Subject: Re: Problems with ccd (960413)
To: Jukka Marin <jmarin@muikku.jmp.fi>
From: Jason Thorpe <thorpej@nas.nasa.gov>
List: current-users
Date: 05/13/1996 08:10:28
On Mon, 13 May 1996 10:48:26 +0300 (EET DST)
Jukka Marin <jmarin@muikku.jmp.fi> wrote:
> I use ccd to join three 4-gig disks. When doing newfs on the ccd disk,
> the syslog is flooded with
This isn't a problem with the ccd, per se. It's something in the leyers
below the ccd that's causing the problem...
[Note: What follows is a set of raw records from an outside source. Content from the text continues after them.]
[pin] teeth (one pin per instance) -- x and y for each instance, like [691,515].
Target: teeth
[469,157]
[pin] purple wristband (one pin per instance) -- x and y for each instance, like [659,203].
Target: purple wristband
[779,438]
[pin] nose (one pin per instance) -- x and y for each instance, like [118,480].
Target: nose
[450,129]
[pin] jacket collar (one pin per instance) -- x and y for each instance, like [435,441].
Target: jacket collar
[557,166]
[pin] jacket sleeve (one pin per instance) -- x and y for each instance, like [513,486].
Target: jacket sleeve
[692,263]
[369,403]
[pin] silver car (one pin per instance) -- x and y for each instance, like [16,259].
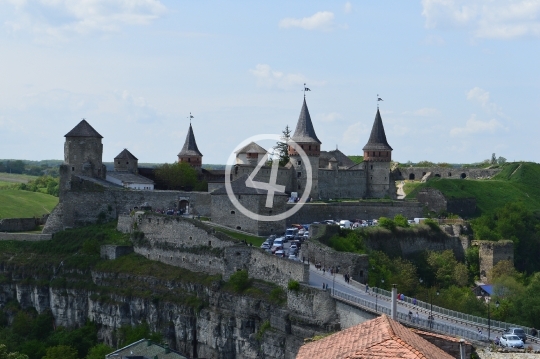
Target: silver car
[511,341]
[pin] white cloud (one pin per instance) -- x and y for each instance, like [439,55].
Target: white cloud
[425,112]
[481,96]
[271,78]
[323,20]
[328,117]
[474,126]
[499,19]
[62,18]
[434,40]
[355,132]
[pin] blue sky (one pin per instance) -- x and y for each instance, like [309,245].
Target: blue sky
[459,79]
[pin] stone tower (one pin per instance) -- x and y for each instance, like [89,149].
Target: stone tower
[190,153]
[83,151]
[377,157]
[125,161]
[305,136]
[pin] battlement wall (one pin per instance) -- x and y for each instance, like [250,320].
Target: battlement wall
[317,212]
[416,173]
[490,253]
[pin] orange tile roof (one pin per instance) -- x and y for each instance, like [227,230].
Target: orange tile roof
[378,338]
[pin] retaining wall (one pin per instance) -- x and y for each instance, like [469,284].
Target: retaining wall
[317,212]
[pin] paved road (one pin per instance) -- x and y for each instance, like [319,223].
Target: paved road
[317,278]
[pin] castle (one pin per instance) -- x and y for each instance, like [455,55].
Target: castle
[89,192]
[333,174]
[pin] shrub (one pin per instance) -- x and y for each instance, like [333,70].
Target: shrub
[432,224]
[239,281]
[401,221]
[293,285]
[387,223]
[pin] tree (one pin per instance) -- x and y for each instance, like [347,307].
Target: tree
[61,352]
[5,355]
[99,351]
[281,149]
[178,175]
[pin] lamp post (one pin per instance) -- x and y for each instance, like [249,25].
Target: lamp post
[488,300]
[431,309]
[376,296]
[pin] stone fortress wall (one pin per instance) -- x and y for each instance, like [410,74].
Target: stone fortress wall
[491,253]
[335,183]
[416,173]
[317,212]
[192,245]
[19,224]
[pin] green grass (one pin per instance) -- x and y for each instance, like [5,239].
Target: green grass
[25,204]
[517,182]
[15,178]
[256,241]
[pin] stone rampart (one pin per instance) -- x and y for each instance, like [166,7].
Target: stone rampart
[18,224]
[190,244]
[416,173]
[317,212]
[112,251]
[490,253]
[312,303]
[85,201]
[31,237]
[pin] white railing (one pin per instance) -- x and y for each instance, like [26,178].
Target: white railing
[449,314]
[411,320]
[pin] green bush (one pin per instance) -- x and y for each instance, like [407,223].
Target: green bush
[293,285]
[387,223]
[401,221]
[239,281]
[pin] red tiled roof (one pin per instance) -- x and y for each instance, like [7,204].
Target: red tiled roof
[378,338]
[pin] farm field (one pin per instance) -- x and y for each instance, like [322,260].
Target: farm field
[24,204]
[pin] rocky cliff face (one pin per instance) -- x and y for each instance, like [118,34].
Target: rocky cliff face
[202,321]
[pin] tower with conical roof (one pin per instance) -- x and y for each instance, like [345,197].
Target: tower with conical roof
[83,151]
[190,153]
[305,137]
[377,157]
[125,161]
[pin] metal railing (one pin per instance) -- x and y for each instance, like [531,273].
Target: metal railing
[449,314]
[432,325]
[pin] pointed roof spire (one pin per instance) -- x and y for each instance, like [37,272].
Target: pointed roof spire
[304,128]
[125,155]
[190,146]
[83,129]
[377,139]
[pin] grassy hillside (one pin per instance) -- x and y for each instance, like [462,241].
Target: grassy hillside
[7,179]
[18,204]
[517,182]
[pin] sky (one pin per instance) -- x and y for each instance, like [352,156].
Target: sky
[459,80]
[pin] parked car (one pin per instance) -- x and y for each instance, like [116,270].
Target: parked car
[291,233]
[517,331]
[511,340]
[276,248]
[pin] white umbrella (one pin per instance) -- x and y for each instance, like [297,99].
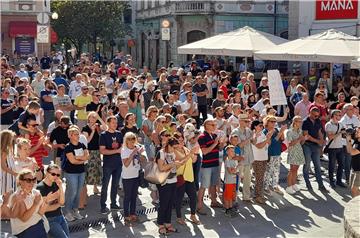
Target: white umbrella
[330,46]
[241,42]
[355,64]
C.f. the sd1 errors, they actually come from sys/scsi/sd.c:sdstart():
[ . . . ]
/* Instrumentation. */
disk_busy(&sd->sc_dk);
/*
* Call the routine that chats with the adapter.
* Note: we cannot sleep as we may be an interrupt
*/
if (scsi_scsi_cmd(sc_link, cmdp, cmdlen,
(u_char *)bp->b_data, bp->b_bcount,
SDRETRIES, 10000, bp, SCSI_NOSLEEP |
((bp->b_flags & B_READ) ? SCSI_DATA_IN : SCSI_DATA_OUT)))
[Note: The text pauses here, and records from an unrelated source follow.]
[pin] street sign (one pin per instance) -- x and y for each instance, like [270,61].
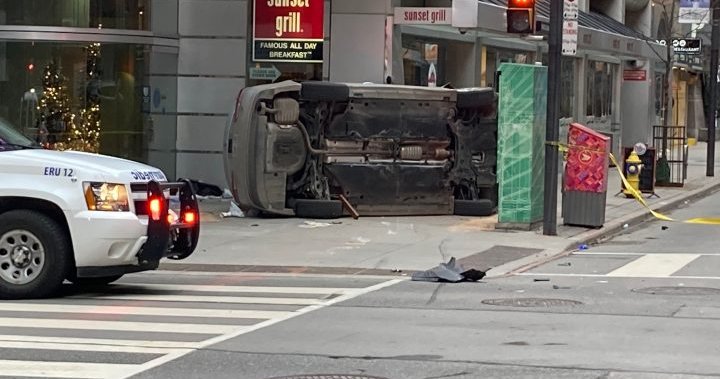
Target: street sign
[570,10]
[569,45]
[570,27]
[265,73]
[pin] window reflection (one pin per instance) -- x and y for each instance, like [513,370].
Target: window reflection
[79,96]
[599,88]
[106,14]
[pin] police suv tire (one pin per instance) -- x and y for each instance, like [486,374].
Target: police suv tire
[53,241]
[482,207]
[322,209]
[95,281]
[324,91]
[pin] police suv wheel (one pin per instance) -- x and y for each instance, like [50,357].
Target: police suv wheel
[34,255]
[96,281]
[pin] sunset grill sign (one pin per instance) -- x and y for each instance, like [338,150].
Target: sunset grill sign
[288,31]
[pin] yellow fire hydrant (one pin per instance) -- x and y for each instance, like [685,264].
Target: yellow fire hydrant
[633,166]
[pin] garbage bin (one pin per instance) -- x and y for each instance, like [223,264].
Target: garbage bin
[585,177]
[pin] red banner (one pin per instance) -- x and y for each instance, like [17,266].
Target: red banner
[288,30]
[587,160]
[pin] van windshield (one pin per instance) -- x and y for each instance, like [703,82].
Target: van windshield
[11,139]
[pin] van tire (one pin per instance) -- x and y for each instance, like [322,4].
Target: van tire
[324,91]
[45,240]
[321,209]
[482,207]
[476,98]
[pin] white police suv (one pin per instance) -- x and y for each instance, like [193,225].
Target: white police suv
[83,217]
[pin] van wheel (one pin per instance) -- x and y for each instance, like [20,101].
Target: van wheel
[482,207]
[322,209]
[95,281]
[34,255]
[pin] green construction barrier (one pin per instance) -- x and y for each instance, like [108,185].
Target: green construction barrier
[522,110]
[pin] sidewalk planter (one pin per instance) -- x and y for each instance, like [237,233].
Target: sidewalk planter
[521,150]
[585,177]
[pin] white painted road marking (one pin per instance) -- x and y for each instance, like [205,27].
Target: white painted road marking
[40,369]
[139,310]
[204,299]
[654,265]
[241,289]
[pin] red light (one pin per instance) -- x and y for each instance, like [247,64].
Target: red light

printf("%s: not queued", sd->sc_dev.dv_xname);
The implication is that your SCSI controller is failing to send the
command. It could also be that the SCSI subsystem is unable to malloc()
storage for a data structure (note the SCSI_NOSLEEP).
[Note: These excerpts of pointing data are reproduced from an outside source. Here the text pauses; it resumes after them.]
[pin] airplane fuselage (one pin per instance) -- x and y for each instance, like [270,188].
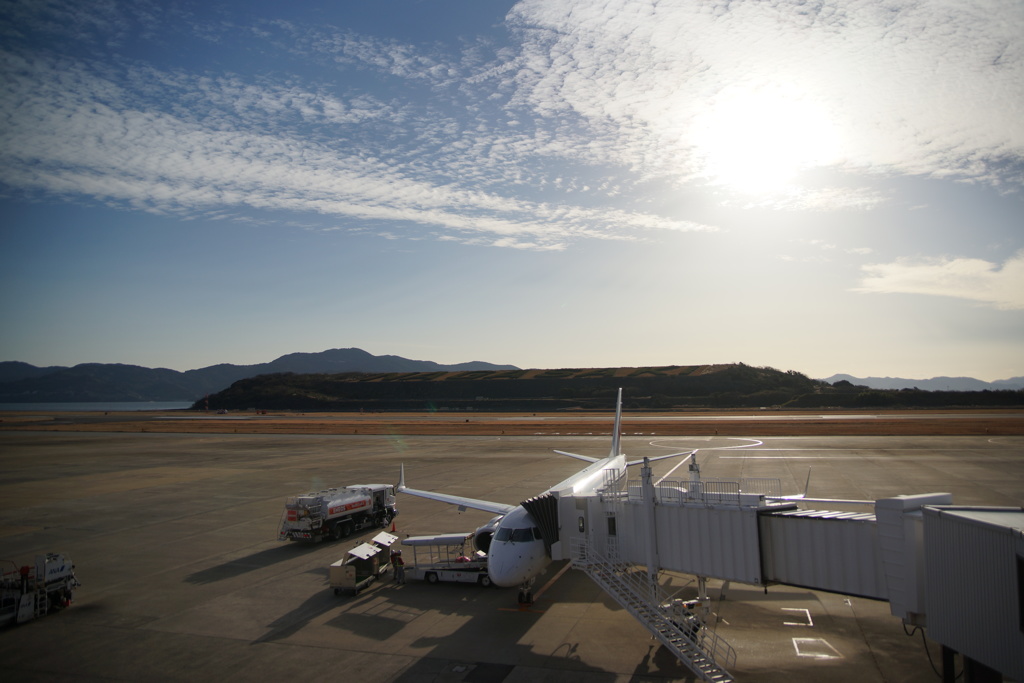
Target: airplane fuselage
[516,553]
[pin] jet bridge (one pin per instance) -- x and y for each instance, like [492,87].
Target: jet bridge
[747,531]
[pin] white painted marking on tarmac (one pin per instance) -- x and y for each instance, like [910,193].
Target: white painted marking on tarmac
[790,458]
[807,614]
[817,648]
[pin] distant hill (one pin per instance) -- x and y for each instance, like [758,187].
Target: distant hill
[22,382]
[568,388]
[663,388]
[934,384]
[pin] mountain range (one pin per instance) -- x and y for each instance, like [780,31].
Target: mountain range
[25,383]
[22,382]
[934,384]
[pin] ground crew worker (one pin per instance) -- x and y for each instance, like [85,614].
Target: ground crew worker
[399,567]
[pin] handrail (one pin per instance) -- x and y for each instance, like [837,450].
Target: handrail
[672,623]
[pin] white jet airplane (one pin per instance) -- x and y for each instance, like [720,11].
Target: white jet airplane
[516,552]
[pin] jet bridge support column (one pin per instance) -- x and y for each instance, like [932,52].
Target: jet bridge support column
[650,521]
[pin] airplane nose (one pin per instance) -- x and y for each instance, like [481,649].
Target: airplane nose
[500,568]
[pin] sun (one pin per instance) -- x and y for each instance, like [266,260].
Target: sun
[758,139]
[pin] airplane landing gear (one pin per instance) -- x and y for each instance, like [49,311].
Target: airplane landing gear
[526,593]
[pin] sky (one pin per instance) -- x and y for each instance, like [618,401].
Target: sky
[817,185]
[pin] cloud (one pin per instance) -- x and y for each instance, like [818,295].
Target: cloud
[908,86]
[972,279]
[78,131]
[562,135]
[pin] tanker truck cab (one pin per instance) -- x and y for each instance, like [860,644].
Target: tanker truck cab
[337,513]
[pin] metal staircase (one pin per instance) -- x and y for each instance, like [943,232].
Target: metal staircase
[679,629]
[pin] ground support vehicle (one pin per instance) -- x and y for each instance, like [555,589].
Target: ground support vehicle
[337,513]
[363,564]
[446,557]
[30,592]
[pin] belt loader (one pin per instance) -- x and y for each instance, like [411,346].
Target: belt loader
[29,592]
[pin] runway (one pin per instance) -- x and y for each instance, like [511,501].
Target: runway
[174,538]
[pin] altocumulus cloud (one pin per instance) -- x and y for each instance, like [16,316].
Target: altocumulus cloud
[973,279]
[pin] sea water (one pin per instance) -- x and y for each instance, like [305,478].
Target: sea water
[100,406]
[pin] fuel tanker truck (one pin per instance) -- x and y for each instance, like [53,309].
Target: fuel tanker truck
[336,513]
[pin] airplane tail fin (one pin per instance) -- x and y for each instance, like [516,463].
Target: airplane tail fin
[616,431]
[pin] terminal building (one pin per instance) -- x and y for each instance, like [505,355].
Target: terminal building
[956,571]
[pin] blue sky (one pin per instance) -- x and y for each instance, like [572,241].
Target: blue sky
[829,186]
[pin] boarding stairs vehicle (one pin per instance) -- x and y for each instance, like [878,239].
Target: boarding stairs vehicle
[30,592]
[680,630]
[446,557]
[337,513]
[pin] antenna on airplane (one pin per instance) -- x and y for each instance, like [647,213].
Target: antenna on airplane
[616,430]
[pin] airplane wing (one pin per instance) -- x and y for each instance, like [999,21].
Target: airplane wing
[586,459]
[462,502]
[671,455]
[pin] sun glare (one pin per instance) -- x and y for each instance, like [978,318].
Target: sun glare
[757,140]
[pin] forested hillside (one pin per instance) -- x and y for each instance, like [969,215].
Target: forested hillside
[665,388]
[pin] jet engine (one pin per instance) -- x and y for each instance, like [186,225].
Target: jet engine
[482,536]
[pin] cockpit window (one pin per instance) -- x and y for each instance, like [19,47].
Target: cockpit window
[522,535]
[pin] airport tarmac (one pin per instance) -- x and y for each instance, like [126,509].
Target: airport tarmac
[174,540]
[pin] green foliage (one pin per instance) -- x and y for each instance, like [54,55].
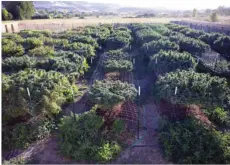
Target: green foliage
[85,50]
[154,47]
[16,160]
[42,51]
[6,15]
[66,63]
[115,55]
[100,33]
[20,9]
[193,88]
[194,13]
[81,139]
[214,17]
[159,28]
[107,152]
[170,61]
[222,45]
[189,44]
[48,90]
[118,39]
[218,115]
[190,142]
[110,93]
[12,64]
[55,42]
[85,39]
[34,33]
[147,35]
[118,126]
[23,134]
[118,65]
[10,48]
[31,43]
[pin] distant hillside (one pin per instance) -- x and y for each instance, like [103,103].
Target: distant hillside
[82,6]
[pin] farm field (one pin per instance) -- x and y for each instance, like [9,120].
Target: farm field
[125,93]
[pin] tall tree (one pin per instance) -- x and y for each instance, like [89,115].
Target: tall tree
[214,17]
[194,12]
[20,9]
[6,15]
Now, the ccd sees the error on the underlying component, and has no
choice but to punt on the transfer. It's sort of like the equivalent of
a SCSI disk driver seeing a large chunk of bad sectors.
> May 13 10:46:11 news /netbsd: sd1: not queuedccd0: error 5 on component 0
> May 13 10:46:12 news last message repeated 25 times
>
> What's wrong? I'm running a 960413 kernel/binaries on a 486 with 64 MB
> RAM.
>
> Thanks in advance,
What kind of hardware are you using; i.e. disk controller and disks...I
notice that these are all on sd1 ... maybe a disk is flaking out?